De acordo com o expositor, o tema não é de interesse exclusivo da indústria farmacêutica, já que a área estatal também financia e realiza pesquisas em seus próprios centos. Ele defendeu mudanças no atual sistema de regulação e a participação de todos os segmentos no debate para a definição do novo modelo.
Desvantagem no SUS
O avanço do câncer em todo mundo e a necessidade de avançar nas pesquisas foram destacados pelo especialista em oncologia Fábio Franke, coordenador do Centro de Alta Complexidade em Oncologia do Hospital de Caridade de Ijuí (RS). Segundo, os diagnósticos da doença aumentaram, saindo de 14 milhões para 22 milhões de casos novos por ano. No Brasil, seriam 576 novos diagnósticos anuais. Ele também criticou a demora para inclusão de novas drogas nos protocolos de tratamento do Sistema Único de Saúde.
- Quando a droga é aprovada, só fica acessível para pacientes do sistema privado. O SUS é o último destino, o que leva muitos pacientes a requisitar por via judicial – observou.
O pesquisador afirma que desde 2010 a comunidade envolvida em pesquisa clínica de medicamentos vem debatendo a necessidade de um novo modelo de análise das licenças para estudos. Segundo ele, a pesquisa clínica no país pode acabar se não houver mudanças. Observou que novas drogas, mesmo quando não representam cura definitiva, podem assegurar o controle de doenças e mais qualidade de vida para os pacientes.

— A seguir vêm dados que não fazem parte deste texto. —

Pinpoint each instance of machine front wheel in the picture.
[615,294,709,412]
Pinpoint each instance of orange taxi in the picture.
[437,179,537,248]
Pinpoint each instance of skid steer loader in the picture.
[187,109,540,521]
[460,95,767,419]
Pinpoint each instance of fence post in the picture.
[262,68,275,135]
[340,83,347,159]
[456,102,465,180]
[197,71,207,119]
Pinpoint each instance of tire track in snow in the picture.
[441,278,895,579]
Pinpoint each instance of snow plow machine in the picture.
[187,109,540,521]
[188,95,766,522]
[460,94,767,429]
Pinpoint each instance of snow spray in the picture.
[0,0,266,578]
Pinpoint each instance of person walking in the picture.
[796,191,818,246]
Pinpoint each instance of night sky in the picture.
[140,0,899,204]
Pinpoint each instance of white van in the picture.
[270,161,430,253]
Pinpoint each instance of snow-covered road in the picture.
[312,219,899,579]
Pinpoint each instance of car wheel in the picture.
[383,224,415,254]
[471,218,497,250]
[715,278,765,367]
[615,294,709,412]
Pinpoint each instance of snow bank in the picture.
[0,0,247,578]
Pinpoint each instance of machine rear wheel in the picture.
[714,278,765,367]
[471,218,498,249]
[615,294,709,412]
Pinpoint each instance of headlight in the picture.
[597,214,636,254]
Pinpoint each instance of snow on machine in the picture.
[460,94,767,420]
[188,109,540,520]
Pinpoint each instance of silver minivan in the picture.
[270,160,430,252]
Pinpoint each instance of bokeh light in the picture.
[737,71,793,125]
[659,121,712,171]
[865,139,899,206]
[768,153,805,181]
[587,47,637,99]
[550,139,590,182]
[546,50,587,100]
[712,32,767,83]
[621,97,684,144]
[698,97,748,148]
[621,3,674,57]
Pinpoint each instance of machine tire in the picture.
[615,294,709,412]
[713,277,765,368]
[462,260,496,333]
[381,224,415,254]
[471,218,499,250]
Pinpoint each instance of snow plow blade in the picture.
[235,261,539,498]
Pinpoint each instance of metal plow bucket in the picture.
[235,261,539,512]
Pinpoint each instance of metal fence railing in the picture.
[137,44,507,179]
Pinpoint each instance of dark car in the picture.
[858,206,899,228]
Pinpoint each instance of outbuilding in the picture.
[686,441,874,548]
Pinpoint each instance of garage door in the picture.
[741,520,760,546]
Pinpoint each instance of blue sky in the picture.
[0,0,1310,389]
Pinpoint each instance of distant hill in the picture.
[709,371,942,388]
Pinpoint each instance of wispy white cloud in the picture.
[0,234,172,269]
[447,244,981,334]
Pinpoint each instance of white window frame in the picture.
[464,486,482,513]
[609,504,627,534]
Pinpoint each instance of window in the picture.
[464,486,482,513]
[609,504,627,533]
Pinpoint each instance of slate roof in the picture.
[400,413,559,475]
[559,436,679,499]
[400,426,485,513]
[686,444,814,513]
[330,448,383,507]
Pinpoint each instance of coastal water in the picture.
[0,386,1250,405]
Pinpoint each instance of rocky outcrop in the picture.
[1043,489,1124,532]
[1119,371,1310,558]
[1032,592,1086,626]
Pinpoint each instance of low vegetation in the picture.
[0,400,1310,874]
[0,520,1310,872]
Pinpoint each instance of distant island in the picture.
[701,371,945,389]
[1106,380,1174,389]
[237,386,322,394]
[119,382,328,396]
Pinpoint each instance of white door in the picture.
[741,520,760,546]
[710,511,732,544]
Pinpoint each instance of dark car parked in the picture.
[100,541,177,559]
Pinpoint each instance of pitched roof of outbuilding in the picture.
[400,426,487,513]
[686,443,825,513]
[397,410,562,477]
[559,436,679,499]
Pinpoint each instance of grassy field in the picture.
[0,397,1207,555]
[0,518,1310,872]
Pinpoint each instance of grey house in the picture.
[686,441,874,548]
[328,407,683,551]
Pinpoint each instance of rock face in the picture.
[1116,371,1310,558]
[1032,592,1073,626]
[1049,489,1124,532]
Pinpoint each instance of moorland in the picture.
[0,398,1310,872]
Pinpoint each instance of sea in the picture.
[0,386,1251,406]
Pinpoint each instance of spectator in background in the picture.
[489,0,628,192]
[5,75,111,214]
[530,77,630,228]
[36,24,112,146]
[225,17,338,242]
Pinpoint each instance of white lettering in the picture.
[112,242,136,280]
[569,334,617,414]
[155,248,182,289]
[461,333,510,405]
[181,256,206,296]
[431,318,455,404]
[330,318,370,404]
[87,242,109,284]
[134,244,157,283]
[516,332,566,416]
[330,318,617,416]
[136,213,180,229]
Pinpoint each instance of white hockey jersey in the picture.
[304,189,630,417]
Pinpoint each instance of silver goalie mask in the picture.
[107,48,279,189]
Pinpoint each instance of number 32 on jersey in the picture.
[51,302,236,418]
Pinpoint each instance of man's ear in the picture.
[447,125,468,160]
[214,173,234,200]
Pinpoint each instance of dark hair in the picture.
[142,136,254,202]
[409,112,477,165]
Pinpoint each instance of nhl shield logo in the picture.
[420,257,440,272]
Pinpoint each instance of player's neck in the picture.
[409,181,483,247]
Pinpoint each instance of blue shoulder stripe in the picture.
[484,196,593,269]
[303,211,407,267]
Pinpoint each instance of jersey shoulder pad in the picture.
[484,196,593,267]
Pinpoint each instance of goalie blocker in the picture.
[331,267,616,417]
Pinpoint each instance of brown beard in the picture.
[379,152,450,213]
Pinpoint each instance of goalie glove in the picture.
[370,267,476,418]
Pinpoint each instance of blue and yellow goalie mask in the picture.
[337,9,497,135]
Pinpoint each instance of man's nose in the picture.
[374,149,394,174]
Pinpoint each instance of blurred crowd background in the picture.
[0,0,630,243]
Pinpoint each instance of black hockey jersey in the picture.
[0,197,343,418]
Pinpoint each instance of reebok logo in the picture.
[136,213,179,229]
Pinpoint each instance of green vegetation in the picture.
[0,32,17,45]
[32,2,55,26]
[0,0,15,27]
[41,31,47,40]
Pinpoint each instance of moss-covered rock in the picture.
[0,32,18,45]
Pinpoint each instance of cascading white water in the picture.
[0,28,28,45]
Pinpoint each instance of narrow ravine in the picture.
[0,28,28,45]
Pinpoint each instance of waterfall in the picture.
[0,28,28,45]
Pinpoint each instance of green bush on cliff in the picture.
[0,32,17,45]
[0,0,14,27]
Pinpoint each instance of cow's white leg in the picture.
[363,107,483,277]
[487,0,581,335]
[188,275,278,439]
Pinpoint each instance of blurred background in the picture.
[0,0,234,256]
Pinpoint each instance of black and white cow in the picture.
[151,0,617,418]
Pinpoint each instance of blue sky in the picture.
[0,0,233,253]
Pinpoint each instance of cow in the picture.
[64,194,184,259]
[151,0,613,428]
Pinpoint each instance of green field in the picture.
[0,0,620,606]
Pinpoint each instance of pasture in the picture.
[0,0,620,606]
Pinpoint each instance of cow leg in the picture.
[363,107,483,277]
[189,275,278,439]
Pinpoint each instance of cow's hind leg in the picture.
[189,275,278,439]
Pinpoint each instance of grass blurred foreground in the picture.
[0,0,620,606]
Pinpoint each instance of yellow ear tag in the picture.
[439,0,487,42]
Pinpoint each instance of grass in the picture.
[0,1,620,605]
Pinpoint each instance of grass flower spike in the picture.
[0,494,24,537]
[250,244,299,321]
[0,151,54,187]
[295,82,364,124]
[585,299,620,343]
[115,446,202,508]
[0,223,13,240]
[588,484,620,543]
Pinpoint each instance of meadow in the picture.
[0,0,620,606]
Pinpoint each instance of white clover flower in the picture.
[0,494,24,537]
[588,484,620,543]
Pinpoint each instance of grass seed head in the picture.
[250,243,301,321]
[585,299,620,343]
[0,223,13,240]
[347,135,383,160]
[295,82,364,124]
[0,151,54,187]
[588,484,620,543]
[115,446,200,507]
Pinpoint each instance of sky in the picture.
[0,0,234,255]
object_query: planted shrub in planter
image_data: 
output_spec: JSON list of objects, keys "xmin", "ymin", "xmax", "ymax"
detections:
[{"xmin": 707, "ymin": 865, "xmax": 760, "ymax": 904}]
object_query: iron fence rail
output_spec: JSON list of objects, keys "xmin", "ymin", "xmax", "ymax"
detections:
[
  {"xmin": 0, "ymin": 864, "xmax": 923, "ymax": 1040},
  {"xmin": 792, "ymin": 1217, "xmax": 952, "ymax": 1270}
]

— Muitos podem casar, ter filhos, escrever artigos e dar exemplo de que é possível, sim, uma melhor – observou.
Experimentos
Luciana Holtz, que preside o Instituto Oncoguia, uma associação sem fins lucrativos, criada e idealizada com o objetivo de ajudar o paciente com câncer a viver melhor, apresentou os resultados de pesquisa a respeito da disposição dessas pessoas em participar de pesquisas clínicas. Os dados mostram que 90% se dispõem a participar e 100% reconhece a importâncias desses estudos para o avanço dos meios de tratamento e cura.
- O câncer não espera, então vamos reduzir o tempo e aumentar o número de pacientes que podem se beneficiar da pesquisa clínica.
Flávio Cárcano, gerente da área de pesquisa clínica do Hospital de Câncer de Barretos, manifestou as mesmas preocupações, lamentando a impossibilidade de participar de ensaios clínicos internacionais que podem beneficiar os pacientes da instituição, em decorrência dos entraves que impedem a adesão. Também destacou a “angústia de famílias devastadas” em busca de medicamentos que o SUS se recusa a oferecer. Esses pacientes desejariam participar dos testes, se não estivessem impedidos.
— A gente não pede menos ética, mas sim eficiência – cobrou.